Quand cinéastes et artistes posent leurs regards sur Casablanca à Vienne

Quand cinéastes et artistes posent leurs regards sur Casablanca à Vienne

Quand cinéastes et artistes posent leurs regards sur Casablanca à Vienne

Un film hollywoodien, un aquarium abandonné ou un certificat de fiction auto-émis…ce sont les éléments qui apparaissent dans «Revisiting Casablanca» ou «revisiter Casablanca». Il s’agit d’une exposition collective réunissant une pléiade d’artistes contemporains et cinéastes de renommée internationale au prestigieux centre d’art contemporain Das Weisehauss situé à Vienne. Prévue du 19 mai au 3 juillet 2021, l’exposition rassemble, en effet, Zineb Benjelloun, Ahmed Bouanani, Abdelmajid R’chich, Mohamed Abderrahman Tazi, Touda Bouanani, Mohamed Fariji, Fatima Mazmouz, Anahita Razmi, Tim Sharp et Ghita Skali. Ces artistes montrent différentes perspectives associées à la ville marocaine de Casablanca, qui se présentent sous forme d’œuvres vidéo, de photographies ou de documentaires. Ainsi le point de départ de l’exposition est le film hollywoodien «Casablanca», dans lequel la ville ne sert que de toile de fond à une histoire aux personnages exclusivement européens.

«Les œuvres exposées interrogent ce regard extérieur et mettent en avant la multiplicité des histoires sur la ville. Entre déconstruction et réécriture, entre fiction et réalité, entre narration et imaginaire, l’exposition montre une image pluraliste mais incomplète de la ville de Casablanca. Elle pose un regard féministe sur la ville, retrace des projets communautaires ou recontextualise les figures mythologiques Sidna Ali et Ras al-Ghul à partir d’illustrations populaires en Afrique du Nord», explique à ce sujet Aline Lenzhofer, commissaire de l’exposition. Et d’ajouter que les œuvres artistiques exposées «brouillent l’imaginaire et le réel, révèlent des formes innovantes de narration et d’historiographie, et soulèvent des questions telles que : Qu’est-ce qui s’inscrit dans le caractère d’une ville ? Quelle est la part de fiction dans l’écriture de l’histoire elle-même ? Qui a le droit d’assumer le rôle de l’auteur ?».
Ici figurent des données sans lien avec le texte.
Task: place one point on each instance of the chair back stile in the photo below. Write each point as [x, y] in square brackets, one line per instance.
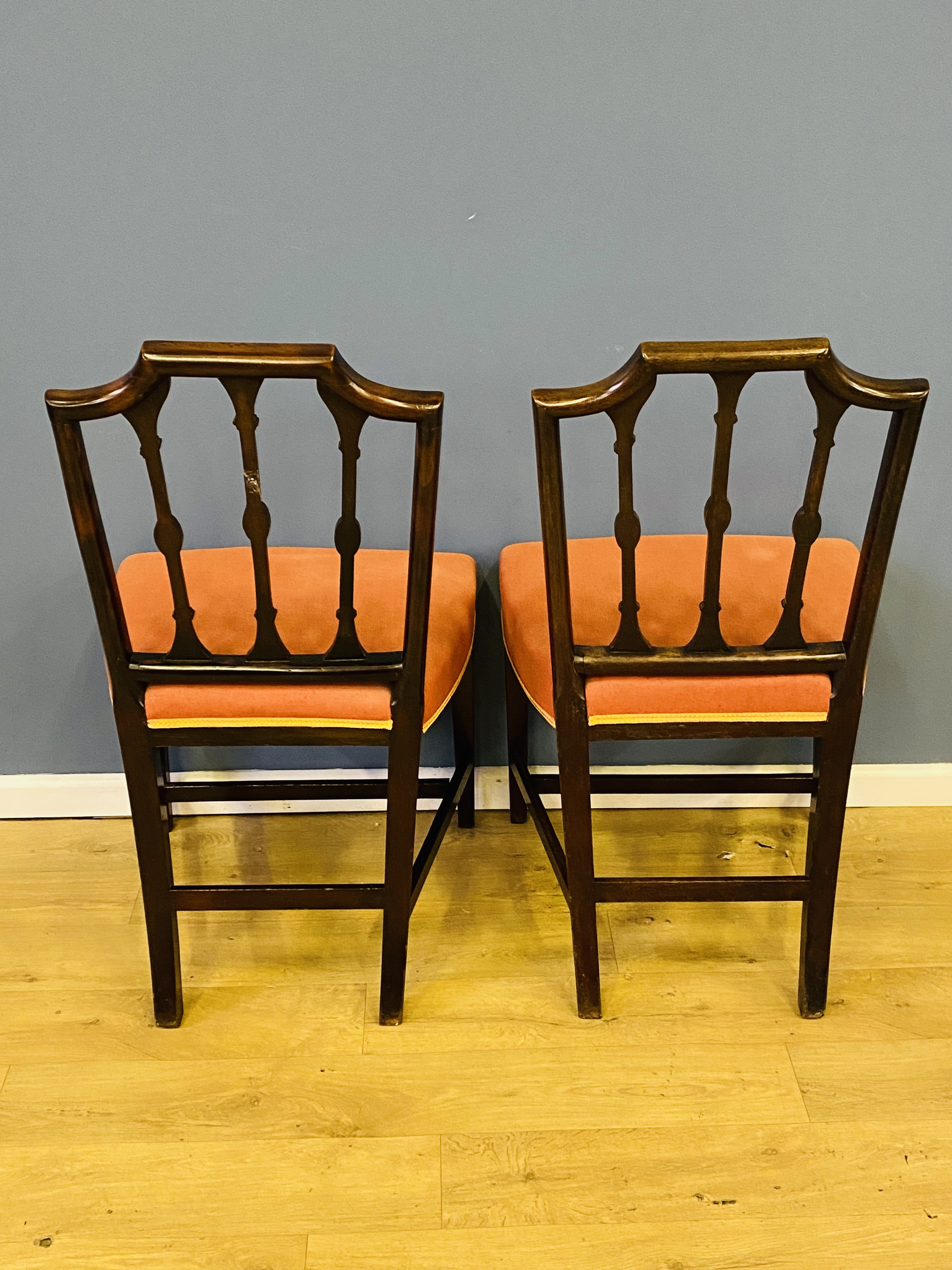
[393, 714]
[804, 688]
[242, 370]
[835, 389]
De ce fait, le public aura l’opportunité de distinguer plusieurs pièces issues de la série «Casablanca, Mon Amour» de l’artiste multidisciplinaire Fatima Mazmouz. Parmi lesquelles, on y trouve les «Chikhates – Résistantes», une installation de photographies et de sculptures aux allures de performance. De plus les visiteurs perçoivent les créations de l’artiste Touda Bouanani. Celle-ci est connue par son travail composé essentiellement de vidéos (monobandes et installations) mais aussi de photographies, installations et œuvres sur papier. L’exposition montre également les œuvres de Mohamed Fariji. Ce diplômé de l’Institut national des beaux-arts de Tétouan montre des projets interrogeant la place de l’artiste dans sa ville. Il propose des initiatives citoyennes et environnementales qui questionnent le pouvoir et les instances publiques au moyen d’une pratique artistique socialement engagée et qui prend des formes variées.
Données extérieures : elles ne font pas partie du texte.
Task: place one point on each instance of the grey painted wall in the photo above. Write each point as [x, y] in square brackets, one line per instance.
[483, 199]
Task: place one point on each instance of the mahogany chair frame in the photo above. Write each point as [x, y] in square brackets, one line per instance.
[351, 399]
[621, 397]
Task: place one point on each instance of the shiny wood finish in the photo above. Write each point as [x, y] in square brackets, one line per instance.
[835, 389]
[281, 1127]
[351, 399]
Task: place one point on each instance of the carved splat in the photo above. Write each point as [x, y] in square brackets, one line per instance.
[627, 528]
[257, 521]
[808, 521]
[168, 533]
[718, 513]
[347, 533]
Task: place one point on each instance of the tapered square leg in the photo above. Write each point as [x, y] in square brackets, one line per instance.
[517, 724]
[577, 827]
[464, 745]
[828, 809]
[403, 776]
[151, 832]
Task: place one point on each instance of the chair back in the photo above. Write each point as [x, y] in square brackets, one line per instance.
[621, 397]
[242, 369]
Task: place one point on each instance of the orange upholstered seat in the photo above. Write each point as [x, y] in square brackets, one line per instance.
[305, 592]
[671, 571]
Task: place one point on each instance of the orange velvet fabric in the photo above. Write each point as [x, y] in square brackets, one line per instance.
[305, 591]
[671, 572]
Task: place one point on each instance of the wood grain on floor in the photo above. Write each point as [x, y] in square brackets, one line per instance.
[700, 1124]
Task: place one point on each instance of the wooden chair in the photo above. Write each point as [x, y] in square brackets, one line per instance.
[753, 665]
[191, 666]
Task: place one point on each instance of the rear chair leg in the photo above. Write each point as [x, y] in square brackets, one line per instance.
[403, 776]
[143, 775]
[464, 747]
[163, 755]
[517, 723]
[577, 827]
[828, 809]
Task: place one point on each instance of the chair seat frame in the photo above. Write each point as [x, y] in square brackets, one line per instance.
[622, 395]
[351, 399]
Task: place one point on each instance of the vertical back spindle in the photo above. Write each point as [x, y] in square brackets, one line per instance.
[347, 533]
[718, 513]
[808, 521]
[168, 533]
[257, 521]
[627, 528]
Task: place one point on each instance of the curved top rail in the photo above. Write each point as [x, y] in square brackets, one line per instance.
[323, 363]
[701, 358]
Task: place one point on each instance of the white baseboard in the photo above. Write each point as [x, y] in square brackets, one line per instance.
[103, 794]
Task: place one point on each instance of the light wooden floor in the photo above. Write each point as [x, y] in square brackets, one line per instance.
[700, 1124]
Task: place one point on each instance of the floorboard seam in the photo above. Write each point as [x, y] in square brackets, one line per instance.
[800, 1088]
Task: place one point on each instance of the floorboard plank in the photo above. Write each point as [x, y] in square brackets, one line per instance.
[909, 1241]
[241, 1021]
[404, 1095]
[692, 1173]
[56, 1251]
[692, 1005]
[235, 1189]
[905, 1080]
Investi dans l’exploration des mythes urbains, de la mémoire collective, des histoires individuelles et des narrations sociopolitiques et architecturales des villes, Mohamed Fariji intègre également à son travail artistique la réalisation de publications, de projets éducatifs et curatoriaux, notamment au sein de l’atelier de l’observatoire, plateforme pour l’art et la recherche qu’il a cofondée à Casablanca.